There are also recipes here for dried pasta in a number of different machine-made shapes; our goal has been to match certain sauces and ingredients with the right type and shape of pasta, and for certain dishes some salads, for example dried pasta works best.
Pizza has the same immediate appeal as pasta, and it satisfies in the same way. The same principles apply to making it: use a light hand (avoid too much cheese!) and avoid overcomplicated combinations of ingredients. Many of the same combinations of flavors work with both pasta and pizza. Above all, feel free to experiment with many different combinations and variations. Like pasta dough, pizza dough can be flavored in different ways. Try incorporating herbs into the dough or anchovies or dried tomatoes.

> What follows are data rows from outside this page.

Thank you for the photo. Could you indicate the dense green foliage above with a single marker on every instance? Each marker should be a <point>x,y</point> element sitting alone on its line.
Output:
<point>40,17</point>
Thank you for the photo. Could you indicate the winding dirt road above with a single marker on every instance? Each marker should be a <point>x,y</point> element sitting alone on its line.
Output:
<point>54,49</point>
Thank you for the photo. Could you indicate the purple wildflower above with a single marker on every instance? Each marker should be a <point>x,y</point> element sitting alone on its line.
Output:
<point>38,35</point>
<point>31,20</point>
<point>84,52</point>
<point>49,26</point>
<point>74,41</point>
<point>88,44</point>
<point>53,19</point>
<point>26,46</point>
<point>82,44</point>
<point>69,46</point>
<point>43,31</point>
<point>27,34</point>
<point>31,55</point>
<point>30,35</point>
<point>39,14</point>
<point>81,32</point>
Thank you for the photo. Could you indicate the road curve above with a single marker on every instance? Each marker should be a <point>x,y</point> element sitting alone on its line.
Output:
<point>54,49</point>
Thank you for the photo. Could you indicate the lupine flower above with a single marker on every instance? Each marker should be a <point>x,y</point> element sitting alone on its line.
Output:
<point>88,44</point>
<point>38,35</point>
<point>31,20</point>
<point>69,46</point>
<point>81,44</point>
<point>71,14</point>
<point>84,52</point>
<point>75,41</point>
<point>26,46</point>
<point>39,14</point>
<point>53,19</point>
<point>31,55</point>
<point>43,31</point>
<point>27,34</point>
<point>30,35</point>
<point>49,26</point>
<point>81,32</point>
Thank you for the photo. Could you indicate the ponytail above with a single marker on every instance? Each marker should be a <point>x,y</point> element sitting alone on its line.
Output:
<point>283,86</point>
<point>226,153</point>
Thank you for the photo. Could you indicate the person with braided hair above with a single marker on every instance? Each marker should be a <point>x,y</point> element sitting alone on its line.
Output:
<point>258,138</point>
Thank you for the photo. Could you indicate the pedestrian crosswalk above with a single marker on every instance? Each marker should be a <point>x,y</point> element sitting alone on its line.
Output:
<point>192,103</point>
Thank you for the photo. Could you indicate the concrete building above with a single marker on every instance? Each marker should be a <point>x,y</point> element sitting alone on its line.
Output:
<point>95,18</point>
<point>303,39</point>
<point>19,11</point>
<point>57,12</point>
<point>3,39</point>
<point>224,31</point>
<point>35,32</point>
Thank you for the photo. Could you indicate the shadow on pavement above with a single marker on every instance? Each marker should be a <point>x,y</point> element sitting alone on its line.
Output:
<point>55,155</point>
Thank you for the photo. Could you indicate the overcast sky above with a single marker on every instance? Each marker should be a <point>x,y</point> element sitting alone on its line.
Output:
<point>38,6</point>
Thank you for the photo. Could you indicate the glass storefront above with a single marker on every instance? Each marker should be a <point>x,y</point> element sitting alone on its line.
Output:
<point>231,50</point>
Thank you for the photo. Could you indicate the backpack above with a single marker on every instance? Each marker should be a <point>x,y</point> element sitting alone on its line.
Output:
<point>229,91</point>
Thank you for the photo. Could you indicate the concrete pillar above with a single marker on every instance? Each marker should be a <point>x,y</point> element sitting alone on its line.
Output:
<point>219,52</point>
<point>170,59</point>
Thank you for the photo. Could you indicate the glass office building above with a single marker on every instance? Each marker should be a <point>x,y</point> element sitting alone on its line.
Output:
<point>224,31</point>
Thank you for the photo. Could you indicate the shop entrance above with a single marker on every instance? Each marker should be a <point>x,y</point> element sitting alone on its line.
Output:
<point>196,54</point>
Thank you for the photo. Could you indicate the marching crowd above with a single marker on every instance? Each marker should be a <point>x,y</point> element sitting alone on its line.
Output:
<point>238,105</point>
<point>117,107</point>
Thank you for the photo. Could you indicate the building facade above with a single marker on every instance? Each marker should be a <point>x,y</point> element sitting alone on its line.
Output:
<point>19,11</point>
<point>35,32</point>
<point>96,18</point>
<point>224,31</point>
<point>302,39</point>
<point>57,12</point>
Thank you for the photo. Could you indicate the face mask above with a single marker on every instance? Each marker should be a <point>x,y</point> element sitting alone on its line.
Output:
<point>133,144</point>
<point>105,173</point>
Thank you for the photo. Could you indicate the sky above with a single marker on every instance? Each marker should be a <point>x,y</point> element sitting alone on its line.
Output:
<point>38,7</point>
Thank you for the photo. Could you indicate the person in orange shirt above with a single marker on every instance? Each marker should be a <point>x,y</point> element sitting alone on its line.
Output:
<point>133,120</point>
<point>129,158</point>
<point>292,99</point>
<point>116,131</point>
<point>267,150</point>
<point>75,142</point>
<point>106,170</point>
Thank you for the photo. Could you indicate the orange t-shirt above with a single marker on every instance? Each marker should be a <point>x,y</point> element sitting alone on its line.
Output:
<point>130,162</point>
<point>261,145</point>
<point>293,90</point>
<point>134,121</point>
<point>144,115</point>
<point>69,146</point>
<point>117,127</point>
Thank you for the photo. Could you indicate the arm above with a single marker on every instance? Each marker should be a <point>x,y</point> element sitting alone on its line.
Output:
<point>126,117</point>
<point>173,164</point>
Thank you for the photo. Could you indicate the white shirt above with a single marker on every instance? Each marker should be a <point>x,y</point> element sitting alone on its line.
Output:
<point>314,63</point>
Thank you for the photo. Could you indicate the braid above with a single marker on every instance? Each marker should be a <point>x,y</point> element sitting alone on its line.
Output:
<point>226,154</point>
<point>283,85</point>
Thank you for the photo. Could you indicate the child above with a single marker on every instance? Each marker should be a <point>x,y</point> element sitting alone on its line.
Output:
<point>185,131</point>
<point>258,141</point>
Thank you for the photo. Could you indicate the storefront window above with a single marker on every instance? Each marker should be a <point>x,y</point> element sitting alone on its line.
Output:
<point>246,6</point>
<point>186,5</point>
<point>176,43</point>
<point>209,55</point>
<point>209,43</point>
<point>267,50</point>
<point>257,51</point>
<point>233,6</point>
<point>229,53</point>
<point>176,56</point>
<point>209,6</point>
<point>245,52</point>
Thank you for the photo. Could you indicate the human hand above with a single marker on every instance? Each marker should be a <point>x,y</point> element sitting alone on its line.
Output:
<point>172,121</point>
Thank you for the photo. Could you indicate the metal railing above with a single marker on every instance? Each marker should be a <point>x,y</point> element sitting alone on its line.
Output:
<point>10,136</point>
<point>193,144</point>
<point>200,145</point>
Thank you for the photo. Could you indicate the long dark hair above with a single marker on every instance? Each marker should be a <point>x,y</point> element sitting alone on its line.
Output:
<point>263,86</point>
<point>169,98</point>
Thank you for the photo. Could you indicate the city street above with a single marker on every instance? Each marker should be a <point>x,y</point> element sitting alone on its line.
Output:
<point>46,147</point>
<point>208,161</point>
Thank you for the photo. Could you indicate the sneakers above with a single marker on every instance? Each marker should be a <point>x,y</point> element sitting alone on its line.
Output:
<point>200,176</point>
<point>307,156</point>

Most of the recipes in this book were directly inspired by the harvest of a small kitchen garden. The picture of our pasta garden will give you some idea of the possibilities. If you plant a garden it can change your entire style of cooking. Even a tiny plot with just a few herbs, some salad greens, garlic, leeks, and beans can have a dramatic effect. So much commercial produce is grown for its looks and keeping properties, not for flavor, and there is so much standardization of mass-produced food that we are in danger of forgetting how much variety there can be. Refrigeration, freezing, and packaging technology make it possible for us to eat nothing but the same bland, processed flavors year round. But a small-scale garden can open up a new world of grateful subservience to the seasons. Gardening can become your primary source of culinary inspiration: to be able to go to your back yard, pick something, and make a wonderful, simple, impromptu dish of pasta with it is immensely gratifying. Of course, not everyone can have a garden; but you can befriend people who do, and even some commercial truck farmers and market gardeners attempt to meet the demand for produce grown for quality, not yield.

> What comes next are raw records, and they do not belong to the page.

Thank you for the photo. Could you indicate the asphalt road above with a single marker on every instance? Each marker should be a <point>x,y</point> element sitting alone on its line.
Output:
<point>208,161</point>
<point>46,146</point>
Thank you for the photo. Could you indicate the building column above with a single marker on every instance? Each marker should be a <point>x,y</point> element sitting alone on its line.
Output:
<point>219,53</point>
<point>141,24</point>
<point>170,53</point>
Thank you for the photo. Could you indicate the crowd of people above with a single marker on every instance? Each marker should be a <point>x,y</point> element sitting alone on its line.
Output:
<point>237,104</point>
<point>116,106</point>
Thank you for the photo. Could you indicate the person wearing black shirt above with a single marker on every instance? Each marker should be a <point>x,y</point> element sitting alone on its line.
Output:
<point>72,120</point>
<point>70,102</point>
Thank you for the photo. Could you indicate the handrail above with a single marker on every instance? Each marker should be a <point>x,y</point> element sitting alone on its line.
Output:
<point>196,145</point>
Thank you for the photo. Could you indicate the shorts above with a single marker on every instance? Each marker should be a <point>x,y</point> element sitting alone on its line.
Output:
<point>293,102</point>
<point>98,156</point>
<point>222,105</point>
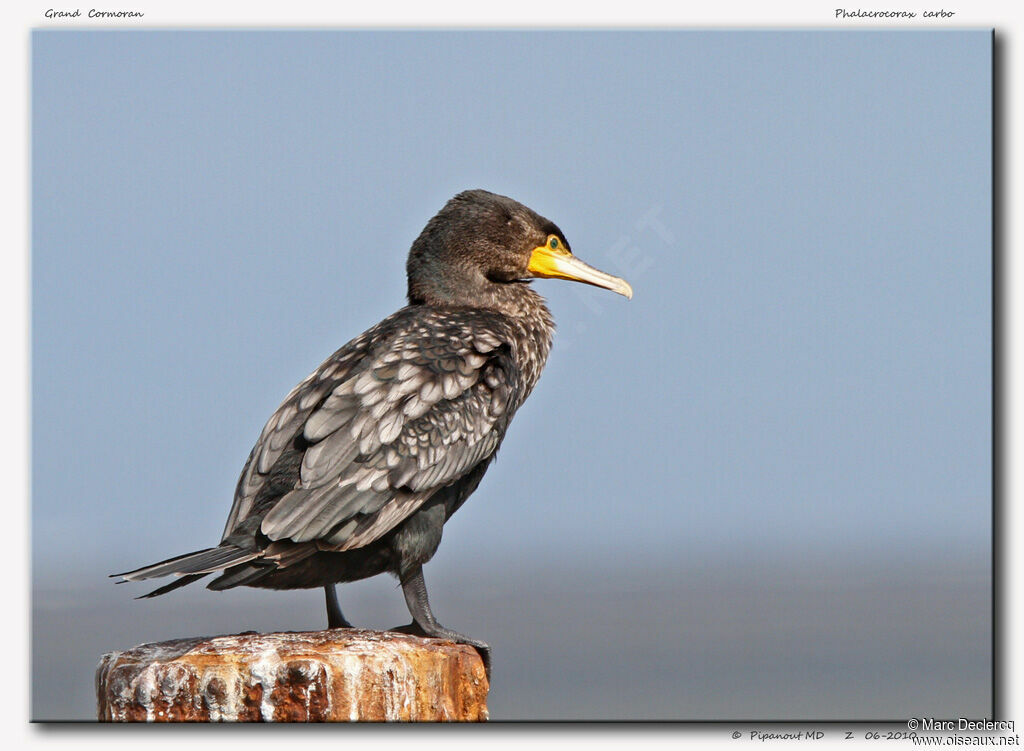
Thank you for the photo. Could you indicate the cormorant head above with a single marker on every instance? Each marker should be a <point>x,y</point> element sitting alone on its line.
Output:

Our hope is to inspire you rather than direct you. You really need only some conception of the possibilities and a little curiosity. Be receptive to variety and improvisation. Weve given you some practical pasta and pizza survival techniques along the way, but our main intent is to share our enthusiasm and whimsy.
All-purpose white flour in this country is generally a blend of hard and soft varieties of wheat. Hard and soft refers to the relative gluten content of the wheat, the substance that allows the dough to form a strong and elastic structure. Almost all brands are enriched with vitamins and minerals to approximate those contained in the wheat germ, which is not present in white flour. Those labeled bleached have been chemically bleached to a uniform whiteness which the manufacturers believe makes a more salable product. This unnecessary process removes some of the flavor and character from the flour.
Whole-wheat flour is milled from the entire wheat berry which includes the wheat germ (with its vitamins, minerals, proteins, and oils) and bran, the fibrous layer surrounding the germ and wheat berry.
Semolina flour is made from very hard or high-gluten wheat, usually durum wheat, which is a hard yellow variety. Generally not ground as fine as our white flours, it has a slightly granular texture. Because of its high gluten content, it makes a strong, fast-drying pasta most suitable for commercial production.